Arrays are useful, but after building the array, convert it to a string of 1's and .'s. Then search (using the FIND function) for 5 consecutive ones, or else 5 ones and a single . in 6 consecutive positions.

data have;
input patient $ 1 @3 month monthcnt;
datalines;
A 1 1
A 2 2
A 3 3
A 4 4
A 5 5
A 6 6
B 1 1
B 3 2
B 4 3
B 5 4
B 6 5
C 7 1
C 8 2
C 9 3
D 1 1
D 4 2
D 5 3
D 6 4
D 7 5
D 8 6
;
data want (drop=_:);
  array _mnths {20} ;
  do until (last.patient);
    set have ;
    by patient;
    _mnths{month}=1;
  end;
  _strng=cats(of _mnths{*});
  do _srch='11111','1.1111','11.111','111.11','1111.1' until (_f^=0);
   _f=find(_strng,_srch);
  end;

  do until (last.patient);  /* Reread and (optionally) output this patient*/
    set have;
    by patient;
    if _f^=0 then output;
  end;
run;

And if you are worried about indexing multiple months over consecutive years, then just declare a 2-way array, as in:

  array mnths {2014:2016,1:12} ;

Then you can populate the array via statements like:

  mnths{year,month}=1;

The CATS function will concatenate the 1's and .'s in chronological order (assuming the major index is year and the minor index is month), so the rest of the code works unmodified.

Re: Count continuous months allowing one gap

aaronh — Tue, 16 Mar 2021 14:16:45 GMT

Thank you! This is very cool... though if I've understood the code correctly, it may require some more tweaking when a patient visited more than 6 months in a row.

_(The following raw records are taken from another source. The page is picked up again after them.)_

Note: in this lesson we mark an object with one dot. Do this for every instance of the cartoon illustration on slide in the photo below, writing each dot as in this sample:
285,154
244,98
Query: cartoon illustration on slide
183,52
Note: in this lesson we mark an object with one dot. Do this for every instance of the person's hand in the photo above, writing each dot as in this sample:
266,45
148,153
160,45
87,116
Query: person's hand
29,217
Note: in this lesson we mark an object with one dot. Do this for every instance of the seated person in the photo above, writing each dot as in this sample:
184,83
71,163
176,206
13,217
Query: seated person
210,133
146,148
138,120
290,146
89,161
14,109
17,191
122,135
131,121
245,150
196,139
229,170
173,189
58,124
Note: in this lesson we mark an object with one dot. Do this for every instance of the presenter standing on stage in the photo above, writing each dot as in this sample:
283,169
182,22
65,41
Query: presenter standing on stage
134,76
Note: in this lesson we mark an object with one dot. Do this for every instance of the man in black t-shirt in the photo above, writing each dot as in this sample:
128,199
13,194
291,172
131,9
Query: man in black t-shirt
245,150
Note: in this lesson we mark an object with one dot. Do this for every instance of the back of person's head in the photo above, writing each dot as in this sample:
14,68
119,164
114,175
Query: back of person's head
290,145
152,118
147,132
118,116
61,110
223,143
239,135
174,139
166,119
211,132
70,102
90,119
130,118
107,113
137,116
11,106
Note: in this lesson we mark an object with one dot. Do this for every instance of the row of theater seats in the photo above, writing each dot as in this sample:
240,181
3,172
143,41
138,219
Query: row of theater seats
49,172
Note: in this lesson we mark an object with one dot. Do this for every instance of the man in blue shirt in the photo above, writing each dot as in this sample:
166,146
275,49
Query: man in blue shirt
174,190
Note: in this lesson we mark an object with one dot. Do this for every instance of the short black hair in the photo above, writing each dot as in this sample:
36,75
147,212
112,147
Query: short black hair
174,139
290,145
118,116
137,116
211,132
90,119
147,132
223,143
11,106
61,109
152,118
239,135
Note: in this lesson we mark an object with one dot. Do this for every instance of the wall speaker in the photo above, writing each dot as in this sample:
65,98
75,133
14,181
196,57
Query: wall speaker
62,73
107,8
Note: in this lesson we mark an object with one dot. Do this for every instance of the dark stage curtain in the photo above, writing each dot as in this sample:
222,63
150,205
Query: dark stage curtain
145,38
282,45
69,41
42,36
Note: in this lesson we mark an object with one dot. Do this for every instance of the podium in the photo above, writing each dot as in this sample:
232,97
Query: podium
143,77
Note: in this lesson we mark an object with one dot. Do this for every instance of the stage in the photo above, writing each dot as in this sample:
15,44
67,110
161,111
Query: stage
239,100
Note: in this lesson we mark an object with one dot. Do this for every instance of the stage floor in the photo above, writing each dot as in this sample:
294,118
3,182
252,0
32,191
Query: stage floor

Re: Count continuous months allowing one gap

maguiremq — Tue, 16 Mar 2021 14:19:27 GMT

Certainly. I'll update the code to include the >= operator.

Re: Count continuous months allowing one gap

aaronh — Tue, 16 Mar 2021 14:21:02 GMT

Interestingly, one of my colleagues suggested me something that's essentially what you've put down here. It may be a bit challenging to search using an array directly, but if we concatenate all of the indicator variables into one variable, and then use the find() function, it becomes way less complicated. We just need to take note to exhaust all of the possible combinations of the '1111.1' etc etc. Thank you.